MIT researchers develop an intelligent optimization tool that identifies critical variables and accelerates solutions to large-scale engineering problems.
“A car might have 300 design criteria, but not all of them are the main driver of the best design if you are trying to increase some safety parameters. Our algorithm can smartly select the most critical features to focus on,” Rosen Yu says (source: MIT News; iStock).

 

Researchers at the Massachusetts Institute of Technology have developed a new artificial intelligence approach that works like a “ChatGPT for spreadsheets,” enabling engineers to solve complex design and optimization problems more quickly, tells MIT News. The system helps analyze massive design spaces by identifying the most important variables and focusing computational effort on the factors that most strongly influence performance.

Engineering systems such as power grids, transportation networks, and vehicle designs often involve hundreds of design parameters. Each parameter can influence performance metrics such as safety, efficiency, or cost. Engineers typically explore these parameters using optimization algorithms, but evaluating every possible combination can become computationally overwhelming. Even with modern computing resources, searching such large design spaces may require enormous time and energy.

The new MIT approach uses machine learning to guide this process. Instead of treating every design variable as equally important, the algorithm learns to identify which parameters have the strongest impact on a design goal. It then concentrates its analysis on those influential factors while reducing attention to less significant variables. This strategy allows engineers to narrow the search space and reach promising solutions more efficiently.

The method works in a way similar to a spreadsheet tool augmented with conversational AI. Engineers can explore different scenarios, adjust variables, and allow the system to highlight the combinations that are most likely to produce optimal results. By focusing on the key drivers of performance, the algorithm dramatically accelerates the exploration of complex engineering tradeoffs.

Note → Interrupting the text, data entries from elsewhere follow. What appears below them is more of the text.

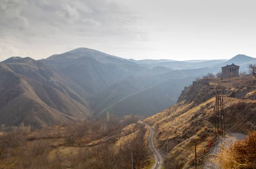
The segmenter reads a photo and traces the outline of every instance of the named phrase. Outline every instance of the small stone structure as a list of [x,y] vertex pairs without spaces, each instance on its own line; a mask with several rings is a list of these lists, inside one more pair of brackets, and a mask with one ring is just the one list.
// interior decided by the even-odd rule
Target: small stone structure
[[227,65],[226,66],[222,67],[222,77],[228,78],[231,77],[237,77],[239,76],[239,66],[236,66],[234,63],[232,65]]

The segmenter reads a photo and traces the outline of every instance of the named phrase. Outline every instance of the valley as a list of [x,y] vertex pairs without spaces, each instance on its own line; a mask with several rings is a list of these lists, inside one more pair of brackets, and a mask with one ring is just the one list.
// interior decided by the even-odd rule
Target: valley
[[[241,71],[256,59],[136,61],[87,48],[10,58],[0,63],[0,167],[130,168],[131,153],[135,168],[194,168],[195,143],[199,156],[224,153],[207,149],[216,136],[211,89],[226,89],[227,140],[215,141],[229,149],[230,134],[255,127],[256,80]],[[233,62],[239,77],[215,76]],[[203,168],[221,165],[203,158]]]

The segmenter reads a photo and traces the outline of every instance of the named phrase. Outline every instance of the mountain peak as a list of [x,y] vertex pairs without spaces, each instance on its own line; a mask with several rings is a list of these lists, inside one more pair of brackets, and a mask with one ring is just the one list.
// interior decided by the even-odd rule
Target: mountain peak
[[9,58],[2,62],[3,63],[17,63],[28,62],[30,60],[35,60],[29,57],[13,57]]
[[231,63],[232,63],[240,64],[241,62],[247,62],[255,60],[256,60],[256,58],[250,57],[244,54],[239,54],[227,61],[226,63],[227,64]]

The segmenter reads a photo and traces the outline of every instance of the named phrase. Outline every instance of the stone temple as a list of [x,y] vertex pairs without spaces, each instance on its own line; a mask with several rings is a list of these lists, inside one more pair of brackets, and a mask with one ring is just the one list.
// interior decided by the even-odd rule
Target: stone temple
[[226,66],[222,67],[222,77],[231,77],[239,76],[239,66],[234,65],[227,65]]

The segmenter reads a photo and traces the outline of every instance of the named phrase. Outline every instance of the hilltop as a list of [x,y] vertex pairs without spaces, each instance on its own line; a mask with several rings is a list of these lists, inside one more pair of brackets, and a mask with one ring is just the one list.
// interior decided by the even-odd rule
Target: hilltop
[[[228,131],[256,106],[256,80],[252,77],[195,81],[185,87],[176,104],[145,120],[157,131],[155,144],[158,147],[169,140],[170,153],[165,162],[171,166],[168,166],[170,168],[186,168],[192,165],[195,143],[197,151],[200,152],[214,138],[215,99],[210,88],[219,84],[227,88],[224,101],[226,130]],[[253,120],[255,115],[256,112],[252,112],[246,120],[239,123],[232,132],[244,132],[246,129],[239,129]]]
[[[5,93],[5,97],[11,98],[1,102],[0,115],[5,117],[5,120],[0,123],[17,126],[23,122],[25,125],[40,127],[56,124],[56,120],[48,117],[33,117],[46,111],[51,112],[52,117],[55,117],[55,112],[68,115],[59,119],[65,123],[104,118],[107,112],[120,117],[131,114],[153,115],[175,104],[183,88],[196,77],[208,72],[217,73],[226,62],[236,63],[236,60],[241,66],[241,72],[247,69],[249,63],[254,63],[256,60],[253,59],[239,55],[227,61],[135,60],[86,48],[38,60],[29,57],[12,57],[0,63],[3,68],[0,72],[2,77],[6,77],[2,74],[6,72],[13,75],[0,78],[3,85],[1,92]],[[20,90],[9,82],[16,80],[16,77],[22,79],[15,83],[22,86],[19,87]],[[33,85],[24,87],[26,86],[23,83],[29,81]],[[6,90],[6,86],[9,90]],[[50,94],[49,90],[55,92]],[[32,103],[40,100],[44,106],[35,109],[32,104],[28,110],[20,104],[14,105],[23,91],[30,93]],[[32,91],[37,92],[32,95]],[[25,120],[25,115],[30,111],[33,115],[29,116],[29,120]],[[20,117],[14,119],[15,117]]]

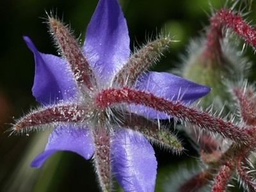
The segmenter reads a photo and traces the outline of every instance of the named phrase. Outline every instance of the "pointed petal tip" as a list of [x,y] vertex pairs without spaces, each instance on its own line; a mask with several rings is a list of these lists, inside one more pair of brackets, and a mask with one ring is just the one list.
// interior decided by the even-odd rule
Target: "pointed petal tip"
[[157,162],[151,144],[132,131],[117,132],[112,149],[113,172],[125,191],[154,191]]
[[83,52],[100,77],[110,81],[130,55],[126,20],[116,0],[100,0],[87,28]]

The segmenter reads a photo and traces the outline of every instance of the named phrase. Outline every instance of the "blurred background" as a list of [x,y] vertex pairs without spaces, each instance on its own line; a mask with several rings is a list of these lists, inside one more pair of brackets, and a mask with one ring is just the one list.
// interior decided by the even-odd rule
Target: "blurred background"
[[[189,40],[209,24],[209,3],[216,9],[222,0],[120,0],[127,21],[131,48],[153,38],[163,29],[174,35],[170,52],[152,70],[168,70],[179,63]],[[51,129],[24,135],[11,135],[6,130],[30,109],[36,107],[31,93],[33,56],[22,40],[29,36],[38,49],[57,54],[47,28],[45,11],[53,10],[70,24],[76,37],[83,40],[86,26],[97,4],[96,0],[0,0],[0,191],[98,191],[92,164],[76,154],[57,152],[40,169],[29,167],[31,161],[44,148]],[[256,23],[255,3],[248,20]],[[255,61],[250,47],[248,56]],[[255,68],[255,67],[254,67]],[[253,78],[252,78],[253,80]],[[187,150],[182,156],[155,147],[159,163],[156,191],[163,191],[172,170],[196,157],[185,136]],[[187,143],[187,144],[186,144]]]

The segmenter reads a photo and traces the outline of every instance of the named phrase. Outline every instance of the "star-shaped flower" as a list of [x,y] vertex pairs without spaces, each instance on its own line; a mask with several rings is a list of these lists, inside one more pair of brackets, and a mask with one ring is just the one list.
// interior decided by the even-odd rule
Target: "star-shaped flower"
[[[147,72],[171,38],[159,36],[130,55],[127,24],[116,0],[99,1],[82,48],[58,19],[49,17],[48,23],[62,58],[38,52],[24,38],[36,63],[33,93],[43,107],[20,118],[13,129],[54,126],[31,166],[40,167],[56,151],[72,151],[86,159],[93,157],[102,191],[111,190],[114,175],[125,191],[153,191],[157,161],[145,138],[182,150],[156,120],[171,118],[157,109],[164,107],[161,101],[188,104],[210,89],[166,72]],[[156,108],[144,104],[148,99]]]

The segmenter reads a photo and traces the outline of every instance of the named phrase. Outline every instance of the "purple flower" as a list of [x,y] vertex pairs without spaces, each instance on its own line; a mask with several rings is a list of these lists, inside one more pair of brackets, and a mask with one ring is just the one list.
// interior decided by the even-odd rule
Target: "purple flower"
[[125,191],[153,191],[157,161],[145,138],[181,150],[176,137],[154,120],[170,116],[140,105],[139,97],[136,103],[104,108],[95,98],[106,90],[127,88],[188,104],[210,89],[166,72],[145,72],[170,38],[160,36],[130,56],[127,24],[116,0],[99,1],[82,49],[60,21],[49,17],[49,24],[62,58],[38,52],[24,37],[36,63],[33,93],[44,107],[21,118],[14,129],[55,127],[31,166],[40,167],[56,151],[72,151],[86,159],[93,156],[103,191],[111,189],[114,175]]

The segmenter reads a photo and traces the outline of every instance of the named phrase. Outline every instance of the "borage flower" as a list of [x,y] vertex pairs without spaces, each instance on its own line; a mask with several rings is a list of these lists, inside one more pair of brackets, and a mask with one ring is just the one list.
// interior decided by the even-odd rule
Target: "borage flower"
[[40,167],[56,151],[72,151],[86,159],[93,156],[102,191],[111,190],[114,175],[125,191],[153,191],[157,161],[145,138],[177,152],[182,147],[156,120],[172,117],[157,109],[164,109],[162,102],[152,100],[155,108],[145,100],[188,104],[209,88],[168,73],[145,72],[171,38],[159,36],[130,56],[126,21],[116,0],[99,1],[82,48],[58,19],[49,17],[48,23],[62,58],[38,52],[24,38],[36,63],[33,93],[43,107],[13,129],[55,127],[31,166]]

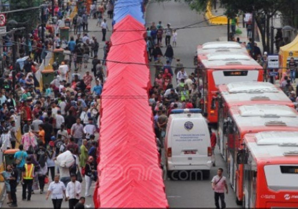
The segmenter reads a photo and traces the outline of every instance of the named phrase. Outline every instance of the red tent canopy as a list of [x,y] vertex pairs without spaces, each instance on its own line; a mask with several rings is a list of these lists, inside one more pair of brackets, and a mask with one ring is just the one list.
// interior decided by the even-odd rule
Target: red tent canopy
[[[130,30],[134,31],[119,31]],[[145,65],[145,27],[129,15],[114,26],[114,31],[107,58],[108,76],[101,95],[99,185],[94,205],[167,207],[148,102],[150,74]]]

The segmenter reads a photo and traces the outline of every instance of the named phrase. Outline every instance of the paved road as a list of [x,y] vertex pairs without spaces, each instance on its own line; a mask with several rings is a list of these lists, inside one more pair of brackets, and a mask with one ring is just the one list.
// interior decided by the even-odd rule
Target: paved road
[[[146,25],[150,26],[152,22],[162,22],[164,26],[170,23],[173,28],[178,28],[200,22],[204,20],[202,14],[191,11],[188,6],[181,2],[173,1],[159,3],[150,3],[147,9]],[[205,26],[205,22],[194,26]],[[208,41],[215,41],[219,37],[224,36],[226,30],[225,26],[205,27],[179,30],[177,46],[174,48],[175,57],[180,58],[184,66],[193,66],[193,56],[196,46]],[[164,45],[164,40],[163,45]],[[164,53],[165,49],[162,49]],[[163,60],[164,63],[165,60]],[[175,62],[172,63],[174,65]],[[193,70],[186,69],[188,74]],[[154,79],[155,70],[151,70],[152,81]],[[216,150],[216,166],[211,171],[210,178],[216,174],[218,168],[222,167],[226,171],[226,168]],[[226,176],[226,173],[224,175]],[[214,207],[213,194],[211,188],[210,180],[200,180],[173,181],[167,179],[165,182],[166,191],[170,206],[173,207],[213,208]],[[227,207],[237,207],[235,203],[235,194],[231,192],[226,197]]]
[[[146,24],[149,27],[152,22],[155,22],[156,25],[160,21],[162,22],[164,27],[166,26],[168,23],[171,24],[171,27],[173,28],[190,25],[192,27],[197,27],[178,30],[177,46],[173,48],[175,57],[180,58],[184,66],[193,67],[194,67],[193,57],[197,46],[208,41],[215,41],[219,37],[226,35],[226,27],[225,26],[208,26],[207,22],[204,21],[203,14],[199,14],[191,11],[184,1],[149,3],[147,9]],[[164,38],[163,45],[164,46],[165,45]],[[162,50],[164,54],[165,48],[162,48]],[[165,64],[165,59],[162,60],[164,64]],[[176,61],[173,60],[172,65],[175,66],[176,64]],[[194,70],[186,68],[187,75],[193,72]],[[153,80],[154,76],[154,73],[151,74]],[[175,83],[173,83],[174,86]]]
[[[107,15],[106,14],[104,17],[104,18],[106,18],[107,20],[107,22],[108,24],[108,26],[109,29],[111,29],[112,24],[111,21],[108,18]],[[101,41],[102,38],[102,33],[101,33],[101,28],[99,26],[96,26],[96,23],[97,20],[93,20],[93,19],[89,19],[89,25],[88,29],[92,32],[88,33],[89,37],[91,38],[92,36],[95,36],[97,39],[100,44],[100,49],[99,50],[98,56],[99,59],[102,59],[103,57],[103,48],[104,45],[105,43]],[[106,36],[107,40],[109,39],[110,37],[111,34],[111,31],[107,32]],[[71,35],[72,35],[73,33],[72,32]],[[74,35],[75,40],[77,37],[77,35]],[[81,36],[81,37],[82,37]],[[90,59],[89,63],[88,65],[88,67],[86,69],[84,68],[83,66],[82,67],[82,70],[80,73],[82,76],[83,76],[85,74],[86,71],[89,70],[91,71],[92,68],[91,64],[92,60]],[[72,67],[71,72],[73,73],[74,70],[74,67],[73,63],[72,64]],[[93,75],[93,73],[90,73]],[[92,82],[92,86],[95,84],[95,81],[93,80]],[[96,137],[97,137],[98,134],[96,135]],[[46,185],[44,188],[44,191],[47,190],[49,183]],[[81,195],[84,196],[85,192],[85,180],[83,180],[83,182],[82,183],[82,191],[81,193]],[[91,186],[90,189],[90,194],[93,194],[94,191],[94,188],[95,183],[93,182]],[[28,202],[27,201],[23,201],[22,199],[22,187],[20,185],[18,186],[17,188],[17,197],[18,200],[18,204],[19,208],[52,208],[52,201],[50,200],[47,201],[46,200],[46,194],[45,193],[44,193],[43,194],[39,194],[39,191],[35,191],[35,194],[32,195],[31,197],[31,201]],[[6,201],[7,201],[7,197]],[[62,205],[62,207],[63,208],[68,208],[68,202],[64,201]],[[94,208],[94,204],[93,202],[93,197],[88,197],[86,198],[86,203],[85,207],[88,208]],[[4,202],[3,205],[4,208],[8,207],[8,205],[6,202]]]

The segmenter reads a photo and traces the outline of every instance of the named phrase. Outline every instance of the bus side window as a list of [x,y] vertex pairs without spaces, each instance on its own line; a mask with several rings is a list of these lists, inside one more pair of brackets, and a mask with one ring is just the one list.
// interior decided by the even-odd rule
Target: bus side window
[[257,172],[254,170],[251,171],[252,176],[251,186],[252,194],[251,202],[252,203],[251,207],[254,207],[257,197]]
[[235,134],[235,130],[234,124],[233,121],[229,122],[228,125],[228,147],[230,151],[234,153],[234,147],[235,147],[235,139],[236,137]]

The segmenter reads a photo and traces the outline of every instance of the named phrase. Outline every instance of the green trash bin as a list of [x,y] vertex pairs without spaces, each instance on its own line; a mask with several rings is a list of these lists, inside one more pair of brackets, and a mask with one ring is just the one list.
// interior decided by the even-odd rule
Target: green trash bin
[[44,70],[41,71],[42,78],[43,87],[44,88],[44,85],[46,84],[50,85],[50,84],[54,79],[55,72],[52,69]]
[[64,60],[64,54],[63,49],[55,49],[54,50],[54,62],[56,62],[58,65],[60,65],[61,62]]
[[[65,24],[68,22],[67,19],[65,20]],[[68,22],[70,23],[70,21]],[[60,29],[60,38],[61,40],[63,40],[65,37],[65,39],[68,41],[69,40],[69,27],[62,27],[59,28]]]
[[4,151],[3,155],[5,168],[8,165],[12,165],[14,162],[14,156],[15,153],[19,150],[18,149],[11,149]]

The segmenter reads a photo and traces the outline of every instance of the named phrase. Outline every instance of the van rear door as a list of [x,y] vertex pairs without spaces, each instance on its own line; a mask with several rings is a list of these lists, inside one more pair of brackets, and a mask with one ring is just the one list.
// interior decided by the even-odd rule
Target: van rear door
[[179,118],[172,122],[172,163],[181,165],[206,164],[210,139],[204,121]]

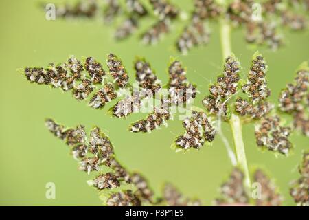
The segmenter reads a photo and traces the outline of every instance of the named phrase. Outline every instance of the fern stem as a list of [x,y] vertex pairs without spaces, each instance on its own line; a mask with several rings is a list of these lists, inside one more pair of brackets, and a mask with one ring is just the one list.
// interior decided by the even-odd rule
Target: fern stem
[[[231,27],[228,21],[222,18],[220,21],[220,38],[222,47],[223,62],[225,58],[231,54]],[[240,118],[231,114],[229,124],[232,131],[237,164],[244,173],[244,184],[247,190],[250,190],[251,182],[247,163],[244,144],[242,138],[242,124]]]
[[242,138],[242,122],[238,116],[231,114],[229,124],[232,131],[237,162],[238,166],[244,173],[244,184],[246,188],[249,190],[251,184],[250,182],[250,176],[246,159],[246,152],[244,151],[244,140]]

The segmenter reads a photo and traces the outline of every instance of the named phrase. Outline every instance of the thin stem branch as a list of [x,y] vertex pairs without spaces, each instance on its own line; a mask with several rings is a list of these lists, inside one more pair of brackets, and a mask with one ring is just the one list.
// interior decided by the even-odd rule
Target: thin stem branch
[[[228,23],[228,21],[225,19],[225,18],[221,18],[220,20],[220,38],[222,58],[223,62],[225,63],[227,57],[231,56],[232,52],[231,44],[231,27]],[[224,105],[222,105],[222,107]],[[219,117],[220,116],[219,116]],[[240,118],[232,113],[229,121],[229,124],[231,126],[233,134],[237,164],[244,173],[245,187],[248,190],[250,190],[250,176],[248,169],[248,164],[247,163],[246,153],[244,151],[244,144],[242,138],[242,124]]]
[[250,182],[248,164],[247,163],[244,144],[242,139],[242,122],[238,116],[231,114],[229,124],[232,130],[235,151],[236,151],[237,162],[238,163],[238,166],[240,166],[240,168],[244,173],[245,186],[247,189],[250,189],[251,184]]

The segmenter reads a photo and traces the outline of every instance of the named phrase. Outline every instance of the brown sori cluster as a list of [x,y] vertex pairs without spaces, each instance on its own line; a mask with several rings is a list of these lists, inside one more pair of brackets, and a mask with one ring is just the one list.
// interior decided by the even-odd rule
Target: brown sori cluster
[[194,16],[201,19],[213,19],[222,12],[222,9],[214,0],[194,0]]
[[307,67],[297,73],[294,83],[288,84],[279,97],[279,109],[293,116],[294,127],[309,137],[309,71]]
[[154,112],[149,114],[146,119],[135,122],[130,126],[132,132],[150,132],[157,129],[162,124],[167,124],[165,121],[169,120],[171,115],[169,111],[169,100],[162,98],[160,107],[154,107]]
[[209,40],[209,31],[204,27],[202,20],[192,19],[192,21],[185,28],[177,41],[177,49],[182,53],[187,52],[194,46],[205,45]]
[[163,199],[169,206],[201,206],[198,199],[191,199],[181,194],[175,186],[166,184],[163,188]]
[[93,57],[86,58],[84,67],[91,77],[91,81],[94,84],[102,83],[103,77],[106,75],[105,71],[102,67],[101,63],[95,60]]
[[282,37],[277,33],[277,25],[271,21],[247,24],[246,40],[250,43],[266,45],[269,48],[277,50],[282,45]]
[[301,177],[293,183],[290,194],[298,206],[309,206],[309,153],[304,154],[299,166]]
[[266,73],[267,65],[261,55],[255,56],[251,63],[248,79],[242,89],[249,98],[249,100],[238,97],[235,102],[235,110],[242,116],[259,119],[273,109],[273,104],[266,101],[271,95],[267,87]]
[[222,9],[214,0],[195,0],[190,23],[184,28],[177,40],[178,50],[187,53],[194,46],[207,43],[210,32],[205,28],[204,21],[218,16],[221,12]]
[[250,22],[252,14],[253,0],[234,0],[227,10],[227,16],[236,25]]
[[253,119],[260,119],[273,109],[273,104],[268,102],[261,102],[257,104],[238,98],[235,101],[235,111],[241,116],[249,116]]
[[[269,178],[260,169],[253,173],[253,179],[259,183],[260,188],[260,198],[255,199],[255,206],[279,206],[282,201],[282,197],[277,192],[277,188]],[[244,174],[235,168],[227,182],[223,184],[220,192],[222,197],[215,200],[218,206],[235,205],[248,206],[250,204],[250,196],[245,190],[244,186]]]
[[264,117],[255,127],[256,143],[260,147],[287,155],[292,148],[288,140],[291,129],[280,125],[278,116]]
[[128,83],[129,78],[122,61],[115,54],[109,54],[107,58],[107,66],[117,85],[119,88],[124,87]]
[[[117,73],[122,71],[121,63],[116,63],[117,61],[113,63],[114,66],[117,66],[117,63],[119,63],[119,67],[111,68],[113,72],[111,72],[110,73],[115,77],[116,77]],[[88,76],[82,74],[84,70],[87,72]],[[115,72],[117,72],[115,73]],[[101,64],[93,58],[87,58],[84,63],[82,64],[80,60],[73,56],[70,57],[63,64],[55,65],[51,63],[46,69],[27,67],[24,69],[23,72],[27,79],[32,82],[49,85],[53,87],[60,87],[65,91],[72,89],[73,96],[80,100],[88,98],[95,88],[95,84],[102,84],[103,77],[106,74]],[[124,74],[124,75],[125,74]],[[127,74],[126,76],[128,77]],[[118,77],[117,80],[118,80],[117,85],[122,82],[125,83],[128,80],[126,78],[124,79],[124,78],[120,77]],[[99,90],[94,95],[89,103],[90,106],[95,109],[104,106],[106,101],[115,98],[114,87],[108,85],[106,84],[103,89]],[[100,95],[104,92],[107,94],[106,98],[102,97],[104,96]]]
[[[266,2],[262,11],[276,10],[277,2]],[[227,10],[228,18],[236,25],[244,25],[247,29],[246,40],[250,43],[266,44],[269,47],[277,49],[282,44],[282,38],[277,33],[277,24],[270,21],[264,21],[268,14],[263,15],[263,21],[253,21],[252,0],[235,0]],[[265,9],[264,9],[265,8]]]
[[[236,25],[244,25],[246,28],[246,40],[249,43],[266,45],[273,50],[282,45],[282,38],[277,33],[277,26],[283,24],[293,30],[306,28],[306,19],[292,12],[290,9],[280,7],[281,0],[269,0],[262,3],[262,20],[252,19],[252,0],[234,0],[229,6],[227,17]],[[290,6],[292,7],[292,6]],[[274,16],[279,21],[275,22]],[[278,19],[277,19],[278,20]]]
[[307,26],[306,17],[294,14],[290,11],[285,11],[282,13],[282,23],[288,26],[292,30],[304,30]]
[[205,141],[211,142],[214,140],[216,130],[205,113],[192,111],[191,117],[183,121],[183,126],[185,133],[178,137],[175,142],[182,149],[187,150],[192,147],[199,149]]
[[[139,67],[137,68],[138,64]],[[143,64],[143,65],[141,65]],[[137,60],[135,63],[137,71],[137,80],[139,82],[143,88],[148,87],[150,89],[161,88],[161,85],[157,83],[157,78],[152,75],[151,69],[147,63],[143,60]],[[144,69],[140,71],[139,69]],[[150,74],[146,72],[151,73]],[[154,107],[154,111],[149,114],[146,119],[140,120],[131,124],[130,130],[132,132],[150,132],[159,128],[161,124],[166,125],[165,120],[172,118],[170,109],[172,106],[179,106],[181,104],[189,104],[195,98],[196,88],[190,83],[185,76],[185,69],[181,62],[175,60],[171,63],[169,67],[170,80],[168,83],[168,97],[161,97],[159,106]],[[149,76],[153,76],[149,78]],[[141,76],[144,76],[141,78]],[[159,100],[158,100],[159,101]]]
[[135,13],[139,16],[146,15],[148,12],[146,8],[139,0],[126,0],[126,7],[130,12]]
[[283,197],[277,192],[276,186],[260,169],[255,170],[253,180],[261,186],[261,197],[255,199],[258,206],[280,206]]
[[137,29],[140,18],[148,14],[146,8],[139,0],[126,0],[126,5],[128,14],[116,30],[115,37],[117,40],[124,39],[131,35]]
[[89,106],[93,109],[101,109],[105,104],[117,98],[117,93],[113,85],[106,83],[104,87],[98,91],[89,101]]
[[134,64],[136,80],[143,89],[151,89],[153,92],[161,88],[161,84],[149,63],[138,59]]
[[223,75],[219,76],[217,82],[210,86],[210,95],[203,100],[203,105],[210,113],[218,115],[221,110],[222,115],[227,114],[227,107],[223,103],[237,91],[240,80],[240,65],[234,56],[226,58]]
[[178,9],[166,0],[150,0],[150,1],[152,5],[154,13],[160,20],[166,18],[173,19],[178,15]]
[[[72,89],[73,96],[79,100],[87,99],[93,93],[88,104],[93,109],[103,108],[106,104],[124,93],[124,98],[110,111],[113,116],[117,118],[126,117],[137,112],[141,109],[144,98],[153,98],[154,96],[157,98],[155,96],[157,92],[162,97],[155,101],[161,102],[161,106],[154,106],[153,112],[146,119],[134,123],[130,126],[133,132],[149,132],[165,124],[165,121],[171,117],[170,110],[172,105],[190,104],[196,96],[196,86],[188,82],[185,70],[178,60],[173,61],[169,67],[167,97],[163,97],[161,82],[150,63],[144,59],[138,58],[134,65],[135,79],[139,84],[137,90],[128,85],[128,73],[115,55],[108,54],[107,66],[109,71],[105,72],[101,64],[93,57],[87,58],[82,63],[72,56],[64,64],[51,64],[46,69],[27,67],[22,71],[30,82],[60,87],[64,91]],[[84,71],[89,74],[84,74]],[[115,81],[108,82],[111,77],[106,76],[106,74],[111,75]]]
[[159,19],[141,35],[141,39],[146,44],[154,44],[164,34],[170,31],[170,21],[177,16],[179,11],[165,0],[150,0],[150,1]]
[[141,201],[131,190],[112,193],[106,201],[108,206],[140,206]]
[[244,186],[244,174],[240,169],[235,168],[232,170],[228,181],[221,186],[220,193],[222,197],[216,199],[217,206],[249,203],[249,198]]
[[113,115],[117,118],[126,118],[139,109],[141,101],[138,91],[127,95],[113,107]]
[[93,180],[93,186],[99,190],[115,188],[120,186],[120,183],[113,173],[101,174]]
[[83,79],[82,82],[73,89],[73,97],[82,100],[88,97],[95,88],[92,82],[89,79]]
[[139,173],[133,173],[131,175],[132,184],[137,188],[136,196],[143,198],[152,203],[153,192],[149,188],[148,183],[146,179]]
[[168,85],[170,102],[172,104],[190,103],[196,96],[196,87],[187,80],[186,72],[181,63],[175,60],[168,68],[170,80]]
[[119,163],[108,138],[99,128],[95,127],[91,131],[88,142],[83,126],[78,126],[75,129],[67,129],[52,119],[47,119],[45,124],[56,137],[64,140],[71,147],[72,154],[80,161],[80,170],[90,173],[101,171],[101,166],[106,166],[113,170],[99,173],[90,182],[95,188],[99,190],[119,188],[122,182],[133,184],[136,188],[134,194],[128,191],[112,194],[108,199],[108,206],[121,206],[128,203],[139,205],[141,201],[144,200],[152,203],[153,192],[145,178],[138,173],[130,173]]
[[60,17],[93,17],[98,12],[97,0],[79,0],[75,5],[56,7],[56,15]]

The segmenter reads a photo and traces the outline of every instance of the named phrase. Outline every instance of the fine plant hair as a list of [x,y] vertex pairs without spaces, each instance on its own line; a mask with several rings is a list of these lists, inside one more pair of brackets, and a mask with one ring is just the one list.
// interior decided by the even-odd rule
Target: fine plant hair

The researchers demonstrated the system on several challenging design problems, including power-grid management and vehicle design optimization. In these scenarios, the tool quickly identified the parameters most responsible for improvements in safety or efficiency, allowing engineers to reach high-quality solutions faster than conventional methods.

Beyond these examples, the researchers believe the approach could transform engineering design workflows that rely heavily on spreadsheet-based models. By combining optimization algorithms with AI-driven reasoning, the system offers a new way to manage complex, high-dimensional engineering problems while reducing computational cost and development time.